= Nodar Natadze =

Georgian politician (1929–2022)

Nodar Natadze (ნოდარ ნათაძე; 27 May 1929 – 13 November 2022) was a Georgian literary critic, linguist, and politician, best known as the continuous leader of Popular Front – one of the oldest political groups founded in the last years of Soviet Georgia – since its inception in 1989.

== Biography ==
Born in Tbilisi, the capital of then-Soviet Georgia in 1929, Natadze graduated from the Faculty of Philology of the Tbilisi State University with a degree in the Georgian Language and Literature in 1952 and did his postgraduate work at the Chikobava Institute of Linguistics of the Georgian National Academy of Sciences (GNAS) through to 1955. He subsequently worked for the Institute of Linguistics from 1956 to 1969, when he joined the Institute of Philosophy of the GNAS. He authored several works on Georgian literature, including the medieval epic poet Shota Rustaveli, as well as Thomas Aquinas and the problems of national culture.

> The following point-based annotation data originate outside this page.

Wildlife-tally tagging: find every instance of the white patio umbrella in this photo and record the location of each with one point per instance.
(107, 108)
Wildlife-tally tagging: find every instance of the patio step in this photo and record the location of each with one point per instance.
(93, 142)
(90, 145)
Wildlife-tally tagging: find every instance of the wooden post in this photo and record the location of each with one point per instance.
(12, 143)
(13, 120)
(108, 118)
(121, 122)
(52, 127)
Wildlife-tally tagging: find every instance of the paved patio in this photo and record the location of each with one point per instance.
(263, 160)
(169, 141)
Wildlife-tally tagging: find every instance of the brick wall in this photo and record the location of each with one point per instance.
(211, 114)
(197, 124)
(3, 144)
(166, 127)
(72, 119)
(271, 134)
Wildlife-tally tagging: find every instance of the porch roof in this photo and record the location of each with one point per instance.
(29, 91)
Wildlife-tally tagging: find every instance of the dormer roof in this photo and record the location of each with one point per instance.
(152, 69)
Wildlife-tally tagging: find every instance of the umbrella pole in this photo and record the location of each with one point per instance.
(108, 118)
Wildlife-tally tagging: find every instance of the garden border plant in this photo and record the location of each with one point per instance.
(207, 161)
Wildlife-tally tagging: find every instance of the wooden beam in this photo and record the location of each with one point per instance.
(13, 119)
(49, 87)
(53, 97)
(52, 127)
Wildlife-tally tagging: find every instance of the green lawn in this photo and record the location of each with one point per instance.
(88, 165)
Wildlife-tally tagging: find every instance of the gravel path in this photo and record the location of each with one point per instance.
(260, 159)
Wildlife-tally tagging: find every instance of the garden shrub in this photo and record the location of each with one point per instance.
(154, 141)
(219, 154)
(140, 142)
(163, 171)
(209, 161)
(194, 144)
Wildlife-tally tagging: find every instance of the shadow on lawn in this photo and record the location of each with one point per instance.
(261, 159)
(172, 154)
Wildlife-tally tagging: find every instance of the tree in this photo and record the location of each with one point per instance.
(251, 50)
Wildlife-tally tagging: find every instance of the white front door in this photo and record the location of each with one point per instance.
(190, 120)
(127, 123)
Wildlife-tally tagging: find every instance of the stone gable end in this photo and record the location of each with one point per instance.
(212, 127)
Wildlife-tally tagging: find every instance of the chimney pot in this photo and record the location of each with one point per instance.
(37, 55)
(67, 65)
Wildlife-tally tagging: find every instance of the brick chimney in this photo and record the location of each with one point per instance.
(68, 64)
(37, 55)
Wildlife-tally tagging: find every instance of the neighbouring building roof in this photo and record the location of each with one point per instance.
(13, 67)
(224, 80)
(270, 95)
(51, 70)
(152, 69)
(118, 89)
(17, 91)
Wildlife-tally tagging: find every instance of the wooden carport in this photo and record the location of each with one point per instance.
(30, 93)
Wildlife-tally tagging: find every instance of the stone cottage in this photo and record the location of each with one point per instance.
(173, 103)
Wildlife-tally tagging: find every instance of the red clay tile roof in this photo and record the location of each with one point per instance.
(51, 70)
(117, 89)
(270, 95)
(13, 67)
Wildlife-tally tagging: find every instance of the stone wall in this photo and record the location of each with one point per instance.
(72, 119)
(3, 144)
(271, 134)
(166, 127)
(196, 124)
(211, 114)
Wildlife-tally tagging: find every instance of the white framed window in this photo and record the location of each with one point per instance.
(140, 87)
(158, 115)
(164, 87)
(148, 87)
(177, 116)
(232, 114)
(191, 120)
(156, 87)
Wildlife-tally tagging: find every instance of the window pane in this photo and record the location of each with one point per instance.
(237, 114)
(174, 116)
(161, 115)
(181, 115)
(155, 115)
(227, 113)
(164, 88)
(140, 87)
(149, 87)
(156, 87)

In the late 1980s, Nodar Natadze became involved in a national movement seeking independence from the Soviet Union. In July 1989, he became a founding member and chairman of the political group Popular Front, which called for independence and a gradual transition to a market economy fearing it would lead to foreign firms seizing Georgian national resources. At that time, Natadze was close to Zviad Gamsakhurdia, a radical pro-independence leader, who supported his election to the chairmanship of the Popular Front. In August 1989, through the efforts of the influential group of intellectuals DASi (Democratic Choice for Georgia), Natadze was elected to the Supreme Soviet of the Georgian SSR as a member of the anti-Communist opposition. In Georgia's first multi-party legislative election in 1990, Natadze succeeded in securing a seat in the Supreme Soviet in a single-mandate constituency despite his party gaining only 1.9% of the vote. He, thus, became one of the signatories of Georgia's declaration of independence on 9 April 1991. By that time, he had withdrawn to opposition to Gamsakhurdia, who was elected as President of Georgia on 26 May 1991. Natadze also ran for the presidency, garnering 1.17% of the vote and ending up fourth. Subsequently, Natadze accused Gamsakhurdia of usurping the powers of parliament, censoring media, and violating the election law.

After Gamsakhurdia was ousted in a military coup in January 1992, Natadze was a member of the newly convened Parliament of Georgia on a party ticket of the election bloc Eleventh of October from 1992 to 1995. He played no major role in the politics of Georgia afterward. Natadze died on 13 November 2022, at the age of 93.